There, a colleague from the hospital embraced him in tears, having seen a Facebook video of their capture and assumed they were dead. “He didn’t imagine I was still alive,” Ibrahim said. “It was a miracle.”
The RSF did not respond to AP’s requests for comment on Ibrahim’s account or the broader allegations of atrocities in el-Fasher. With the city isolated, his testimony stands as a rare and damning record of the human cost of its fall.
Voices & Reaction
Amira Khalid, Humanitarian Aid Worker (Nairobi): “Dr. Ibrahim’s account tragically confirms our worst fears from the ground. El-Fasher’s siege wasn’t just a military objective; it was a systematic trapping of civilians. The international community’s failure to secure access and protection is a moral catastrophe.”

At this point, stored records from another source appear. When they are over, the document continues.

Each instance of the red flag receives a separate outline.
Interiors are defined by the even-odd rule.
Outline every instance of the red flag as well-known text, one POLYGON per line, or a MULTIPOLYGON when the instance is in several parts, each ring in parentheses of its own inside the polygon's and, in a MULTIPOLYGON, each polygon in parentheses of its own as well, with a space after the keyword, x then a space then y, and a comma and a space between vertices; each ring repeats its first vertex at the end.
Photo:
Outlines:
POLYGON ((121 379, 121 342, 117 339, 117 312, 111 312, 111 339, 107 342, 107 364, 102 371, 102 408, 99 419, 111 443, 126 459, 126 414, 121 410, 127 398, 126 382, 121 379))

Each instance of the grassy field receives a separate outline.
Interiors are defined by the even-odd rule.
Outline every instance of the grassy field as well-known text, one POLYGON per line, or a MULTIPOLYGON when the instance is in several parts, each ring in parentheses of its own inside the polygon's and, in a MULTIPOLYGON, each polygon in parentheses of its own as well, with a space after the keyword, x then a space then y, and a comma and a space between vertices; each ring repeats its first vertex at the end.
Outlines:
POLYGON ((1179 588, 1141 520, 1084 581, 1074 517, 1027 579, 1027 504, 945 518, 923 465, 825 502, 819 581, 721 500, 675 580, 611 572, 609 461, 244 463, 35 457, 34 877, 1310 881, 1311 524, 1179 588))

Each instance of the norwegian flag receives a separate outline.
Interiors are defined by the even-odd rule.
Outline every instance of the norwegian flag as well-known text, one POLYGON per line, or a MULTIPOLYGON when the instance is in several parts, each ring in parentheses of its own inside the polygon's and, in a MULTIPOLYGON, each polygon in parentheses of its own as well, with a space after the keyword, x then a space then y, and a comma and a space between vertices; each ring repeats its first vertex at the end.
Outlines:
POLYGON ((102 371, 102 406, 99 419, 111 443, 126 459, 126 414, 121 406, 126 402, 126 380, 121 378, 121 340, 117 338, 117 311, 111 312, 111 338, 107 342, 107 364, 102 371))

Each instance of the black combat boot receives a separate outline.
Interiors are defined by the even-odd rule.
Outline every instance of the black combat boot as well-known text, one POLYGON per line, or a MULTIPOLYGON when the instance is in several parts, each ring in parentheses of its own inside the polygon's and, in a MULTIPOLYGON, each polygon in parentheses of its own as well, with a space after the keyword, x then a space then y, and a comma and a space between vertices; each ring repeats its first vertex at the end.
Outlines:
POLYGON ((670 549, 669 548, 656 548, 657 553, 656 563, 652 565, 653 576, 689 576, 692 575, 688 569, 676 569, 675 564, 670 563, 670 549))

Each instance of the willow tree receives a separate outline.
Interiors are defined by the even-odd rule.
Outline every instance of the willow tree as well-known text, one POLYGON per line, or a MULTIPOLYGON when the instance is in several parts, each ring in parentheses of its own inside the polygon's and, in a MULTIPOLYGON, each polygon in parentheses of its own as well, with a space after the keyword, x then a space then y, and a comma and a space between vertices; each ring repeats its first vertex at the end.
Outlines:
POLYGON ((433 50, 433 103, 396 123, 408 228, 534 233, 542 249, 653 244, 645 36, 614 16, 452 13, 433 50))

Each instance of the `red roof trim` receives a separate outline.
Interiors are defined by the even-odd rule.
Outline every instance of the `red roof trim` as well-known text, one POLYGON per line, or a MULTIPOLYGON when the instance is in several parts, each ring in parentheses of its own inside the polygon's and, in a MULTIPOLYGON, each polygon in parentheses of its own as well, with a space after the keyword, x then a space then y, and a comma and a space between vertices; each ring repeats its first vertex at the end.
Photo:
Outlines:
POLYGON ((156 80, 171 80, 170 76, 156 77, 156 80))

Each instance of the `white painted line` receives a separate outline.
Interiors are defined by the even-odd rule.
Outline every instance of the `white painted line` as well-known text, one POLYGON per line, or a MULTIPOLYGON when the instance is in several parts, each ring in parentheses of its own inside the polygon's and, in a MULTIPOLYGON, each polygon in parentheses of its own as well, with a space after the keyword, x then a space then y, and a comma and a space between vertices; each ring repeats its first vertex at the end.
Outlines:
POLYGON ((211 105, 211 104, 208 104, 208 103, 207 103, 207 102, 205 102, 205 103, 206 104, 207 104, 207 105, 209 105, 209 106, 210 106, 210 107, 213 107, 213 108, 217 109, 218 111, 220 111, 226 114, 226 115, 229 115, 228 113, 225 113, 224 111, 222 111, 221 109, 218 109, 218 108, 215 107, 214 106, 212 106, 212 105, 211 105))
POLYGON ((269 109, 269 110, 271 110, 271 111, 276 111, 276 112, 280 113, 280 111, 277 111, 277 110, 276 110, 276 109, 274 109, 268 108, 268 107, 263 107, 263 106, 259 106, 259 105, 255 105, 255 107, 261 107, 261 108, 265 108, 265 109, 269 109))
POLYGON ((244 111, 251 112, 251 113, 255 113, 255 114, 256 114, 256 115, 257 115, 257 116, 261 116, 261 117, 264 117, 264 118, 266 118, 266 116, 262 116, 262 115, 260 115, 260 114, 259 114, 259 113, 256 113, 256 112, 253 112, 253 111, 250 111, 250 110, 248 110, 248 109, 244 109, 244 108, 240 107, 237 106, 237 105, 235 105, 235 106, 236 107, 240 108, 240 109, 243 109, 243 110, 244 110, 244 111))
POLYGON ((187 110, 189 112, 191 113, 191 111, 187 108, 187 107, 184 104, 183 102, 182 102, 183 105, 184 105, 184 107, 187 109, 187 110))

Professor Elias Vance, African Security Analyst (London): “The fall of el-Fasher is a strategic turning point. It gives the RSF total dominion over Darfur, effectively redrawing the map of the conflict. The methods described—trenches, targeted hospital attacks, ransom kidnappings—point to a deliberate strategy of terror to depopulate and control.”
Sarah Chen, Political Commentator (Online Blog): “Where is the global outrage? We have live-streamed conflicts elsewhere, but Sudan is being erased in real-time through a calculated news blackout. Stories like this doctor’s are met with a shrug. It’s disgusting.”
David O. Mensah, Regional Diplomat (Accra): “This underscores the urgent need for a coordinated African-led mediation, backed by real leverage. The war is destabilizing the entire region. The focus must shift from merely feeding the displaced to halting the violence that creates them.”